Berners-Lee argues net neutrality case
Sir Tim Berners-Lee pushes his pro-net neutrality argument during a Government-held roundtable.
Web creator Sir Tim Berners-Lee argued the case for net neutrality during a Government-held roundtable yesterday.
Communications minister Ed Vaizey brought together industry and consumer groups, including the BBC and Facebook, to discuss the issue of an open internet.
"While transparency about traffic management policy is a good thing, best practices should also include the neutrality of the net," Berners-Lee said.
"The web has grown so fast precisely because we have had two independent markets, one for connectivity, and the other for content and applications."
Jim Killock, executive director of the Open Rights Group, and another attendee at the meeting, claimed internet service providers (ISPs) were "not putting forward anything that looks like meaningful self-regulation."
"In contrast with the US, where rules are being put in place through the FCC (Federal Communications Commission), or Norway where ISPs have agreed a meaningful code, our ISPs are not offering us what we and the UK economy needs," Killock said.
"If that continues to be the case, then Ed Vaizey will find himself with the task of breaking the log jam."
Another attendee was Dominique Lazanski, from campaign group the Big Brother Watch, who told IT PRO little was achieved at the meeting.
"There is nothing new on the net neutrality front - or rather nothing earth shattering," Lazanski said.
"Basically, Ed Vaizey and Ofcom are going to take a cautious approach on it and see how the voluntary code of practice goes."
The issue could escalate when, on 25 May, the EU Directive is set to make transparency on traffic management an obligation.
Ofcom is also due to release guidance on how it will look out for transparency breaches, among other open internet issues, Lazanski noted.
Despite the apparent stalemate at the meeting, which also featured the likes of Yahoo, Skype and Ofcom, Vaizey described the roundtable as "productive."
Vaizey previously voiced a preference for a two-tier internet, saying ISPs should be allowed to manage their networks and charge content providers and users for faster access.
Yesterday, he praised the move by a number of ISPs to be more transparent with their traffic management.
Earlier this week, BT, Virgin Media and Sky were amongst a host of companies who signed up to a new code of practice, drafted by the Broadband Stakeholders Group (BSG), to reveal how they restrict broadband speeds.
"It is good to see that industry has taken the lead on agreeing greater transparency for their traffic management policies," Vaizey said.

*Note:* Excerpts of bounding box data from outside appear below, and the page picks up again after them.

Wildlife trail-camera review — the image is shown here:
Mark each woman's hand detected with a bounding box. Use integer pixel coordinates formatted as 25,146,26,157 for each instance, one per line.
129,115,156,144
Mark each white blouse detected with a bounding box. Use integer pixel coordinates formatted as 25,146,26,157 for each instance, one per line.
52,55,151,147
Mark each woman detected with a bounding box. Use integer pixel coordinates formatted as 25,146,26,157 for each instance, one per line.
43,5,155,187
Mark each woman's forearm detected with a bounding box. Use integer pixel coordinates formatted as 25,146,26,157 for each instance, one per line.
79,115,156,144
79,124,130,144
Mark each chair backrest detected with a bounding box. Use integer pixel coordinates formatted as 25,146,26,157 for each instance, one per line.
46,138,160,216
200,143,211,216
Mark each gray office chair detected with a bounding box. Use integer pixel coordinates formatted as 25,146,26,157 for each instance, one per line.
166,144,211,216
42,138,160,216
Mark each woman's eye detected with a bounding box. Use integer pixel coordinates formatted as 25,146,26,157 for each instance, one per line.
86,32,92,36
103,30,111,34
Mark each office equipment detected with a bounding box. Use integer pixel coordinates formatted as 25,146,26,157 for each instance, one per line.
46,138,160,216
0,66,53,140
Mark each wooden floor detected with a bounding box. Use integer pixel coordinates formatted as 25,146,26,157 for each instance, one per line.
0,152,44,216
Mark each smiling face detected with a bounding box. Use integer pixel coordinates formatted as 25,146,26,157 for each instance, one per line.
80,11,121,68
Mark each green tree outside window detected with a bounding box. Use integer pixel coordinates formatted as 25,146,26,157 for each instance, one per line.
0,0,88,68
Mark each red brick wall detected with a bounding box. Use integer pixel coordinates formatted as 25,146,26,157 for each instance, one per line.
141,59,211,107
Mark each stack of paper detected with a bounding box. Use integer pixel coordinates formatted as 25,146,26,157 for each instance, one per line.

"I am pleased that someone with the expertise of Sir Tim has agreed to work with industry on expanding that agreement to cover managing and maintaining the open internet."
The communications minister said the agreement should ensure users could access all legal content, whilst no discrimination against content providers on the basis of commercial rivalry should exist.
Furthermore, traffic management policies should be clear and transparent, Vaizey added.
Following the meeting, BSG chief executive (CEO) Antony Walker said any decision on net neutrality should be "based on the realities of what is happening in the UK market, rather than what is happening elsewhere in the world."
"The challenge ahead is to build a common view on how we safeguard the benefits of the open internet whilst also ensuring ongoing investment and innovation," he added.